Not many mitzvos have the element of “publicizing miracles” of Hashem. In fact, there are merely three. One is the reading of the Megillah on Purim, another is the drinking of four cups of wine on Pesach, and the last is kindling the channukiah on Channuka.
Interestingly, one possible basis for the mitzvah to drink four cups on Pesach stems from our Parsha this week. The word kos, “cup”, is used four times in the retelling and interpretation of the butler’s dream. Why would this mention of “cup”s be an appropriate basis for publicizing the miracles of Hashem on Pesach?
Some explain that the secret lies in the difference between the dreams of the butler and the baker. As opposed to the baker’s dream, the butler dreamed of reclaiming his previous job and of working for Pharaoh. It was not simply that he had the grapes -as the baker similarly had bread in his dream- but that he also dreamed of serving it to his master,something the baker did not dream about. So too, when we approach Pesach one should feel a sense of wanting to serve Hashem.
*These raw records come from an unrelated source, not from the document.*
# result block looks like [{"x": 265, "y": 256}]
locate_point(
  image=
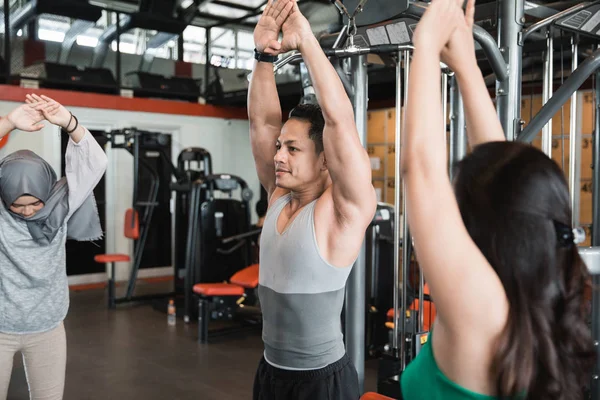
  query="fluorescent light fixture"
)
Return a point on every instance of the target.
[
  {"x": 87, "y": 41},
  {"x": 128, "y": 48},
  {"x": 51, "y": 36}
]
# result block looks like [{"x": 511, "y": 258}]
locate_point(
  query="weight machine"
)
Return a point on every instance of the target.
[
  {"x": 134, "y": 141},
  {"x": 387, "y": 28}
]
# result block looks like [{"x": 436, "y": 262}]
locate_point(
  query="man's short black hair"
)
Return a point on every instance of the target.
[{"x": 311, "y": 113}]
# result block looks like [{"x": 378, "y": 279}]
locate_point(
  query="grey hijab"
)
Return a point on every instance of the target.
[{"x": 25, "y": 173}]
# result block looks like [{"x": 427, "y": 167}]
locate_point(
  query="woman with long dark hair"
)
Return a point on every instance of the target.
[{"x": 496, "y": 245}]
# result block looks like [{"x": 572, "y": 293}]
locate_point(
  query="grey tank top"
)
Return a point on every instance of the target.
[{"x": 301, "y": 294}]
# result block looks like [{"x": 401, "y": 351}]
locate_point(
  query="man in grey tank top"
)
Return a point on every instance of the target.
[{"x": 321, "y": 200}]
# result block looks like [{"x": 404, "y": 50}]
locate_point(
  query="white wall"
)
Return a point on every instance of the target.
[{"x": 226, "y": 140}]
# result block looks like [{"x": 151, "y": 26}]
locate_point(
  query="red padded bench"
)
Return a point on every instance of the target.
[
  {"x": 429, "y": 312},
  {"x": 374, "y": 396},
  {"x": 131, "y": 230},
  {"x": 242, "y": 280}
]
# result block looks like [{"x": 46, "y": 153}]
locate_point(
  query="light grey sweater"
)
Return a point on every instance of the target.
[{"x": 34, "y": 293}]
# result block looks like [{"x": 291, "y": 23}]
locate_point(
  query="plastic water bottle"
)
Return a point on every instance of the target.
[{"x": 171, "y": 313}]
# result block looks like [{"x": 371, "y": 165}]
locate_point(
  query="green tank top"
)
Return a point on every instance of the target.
[{"x": 423, "y": 380}]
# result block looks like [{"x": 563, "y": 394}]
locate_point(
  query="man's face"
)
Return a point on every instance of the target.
[{"x": 296, "y": 162}]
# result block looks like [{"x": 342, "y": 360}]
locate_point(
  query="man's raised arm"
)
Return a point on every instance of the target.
[
  {"x": 264, "y": 109},
  {"x": 347, "y": 160}
]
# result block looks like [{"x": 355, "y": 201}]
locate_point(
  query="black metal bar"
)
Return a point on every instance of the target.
[
  {"x": 111, "y": 287},
  {"x": 7, "y": 49},
  {"x": 233, "y": 5},
  {"x": 142, "y": 298},
  {"x": 146, "y": 220},
  {"x": 118, "y": 54},
  {"x": 577, "y": 78},
  {"x": 192, "y": 244},
  {"x": 595, "y": 385},
  {"x": 481, "y": 36},
  {"x": 136, "y": 167},
  {"x": 241, "y": 236},
  {"x": 203, "y": 319}
]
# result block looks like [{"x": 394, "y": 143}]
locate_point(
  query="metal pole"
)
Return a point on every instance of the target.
[
  {"x": 397, "y": 133},
  {"x": 574, "y": 144},
  {"x": 7, "y": 32},
  {"x": 445, "y": 103},
  {"x": 118, "y": 55},
  {"x": 458, "y": 133},
  {"x": 558, "y": 99},
  {"x": 180, "y": 49},
  {"x": 406, "y": 241},
  {"x": 355, "y": 288},
  {"x": 207, "y": 65},
  {"x": 547, "y": 91},
  {"x": 508, "y": 93},
  {"x": 595, "y": 386},
  {"x": 235, "y": 48}
]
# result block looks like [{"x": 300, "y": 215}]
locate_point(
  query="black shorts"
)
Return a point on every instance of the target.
[{"x": 337, "y": 381}]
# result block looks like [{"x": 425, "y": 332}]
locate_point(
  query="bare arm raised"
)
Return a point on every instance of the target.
[
  {"x": 352, "y": 192},
  {"x": 264, "y": 109},
  {"x": 459, "y": 54}
]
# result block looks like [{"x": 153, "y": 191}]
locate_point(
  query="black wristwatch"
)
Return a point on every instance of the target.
[{"x": 263, "y": 57}]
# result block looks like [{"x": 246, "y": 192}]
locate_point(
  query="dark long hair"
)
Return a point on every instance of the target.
[{"x": 513, "y": 199}]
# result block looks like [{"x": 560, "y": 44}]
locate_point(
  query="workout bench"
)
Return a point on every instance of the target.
[
  {"x": 131, "y": 230},
  {"x": 219, "y": 300},
  {"x": 374, "y": 396}
]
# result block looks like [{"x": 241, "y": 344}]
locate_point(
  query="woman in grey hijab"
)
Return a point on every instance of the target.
[{"x": 37, "y": 215}]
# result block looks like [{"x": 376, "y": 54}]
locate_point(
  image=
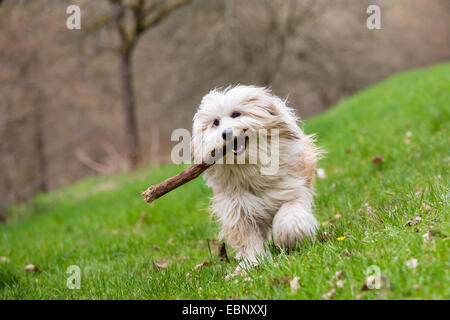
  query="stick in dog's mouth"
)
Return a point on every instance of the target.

In a similar vein, we say in the al hanisim, “they established the eight days of Channuka in order to thank and praise Your Great name”. On Passover, we publicize the miracle as a reminder to ourselves to rededicate to Hashem. So too, on Channuka, we publicize the miracle to remind ourselves of the Maccabees returning to the temple. And, like the butler, to dream of serving Hashem better and better.